There are real life lessons and perhaps insights to be made about the type of world Ready Player One is. Critics and fans are likely to love this movie. However, as noted, some fans of the literary work might and will hate parts if not the whole movie for not capturing the essence of the book. To that end, acceptance is needed that to be cinematic and for the sake of time limits of film, things need to be adapted. In today’s world 3D is overused. In this movie it is as well done as you will see in film.

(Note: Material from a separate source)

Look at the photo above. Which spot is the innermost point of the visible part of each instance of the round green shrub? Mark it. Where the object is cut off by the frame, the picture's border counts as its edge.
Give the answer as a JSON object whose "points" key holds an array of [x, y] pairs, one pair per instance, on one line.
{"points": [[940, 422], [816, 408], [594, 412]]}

Look for some fun parts for The Shining as well as Child Play’s Chuckie showing up that really rev up the action. And a Buckaroo Banzai salute that is awesome. Despite amazing box office in North America and especially China, this movie will probably be discovered by more in weeks and months to come. Quite simply, audiences are overwhelmed in much the same way Ready Player One’s world is an assault on the senses. The only difference now between the 1980s is that we seem to experience things differently, on different platforms, at different times and less together than ever before.

This has been a editorial by John Dobbin.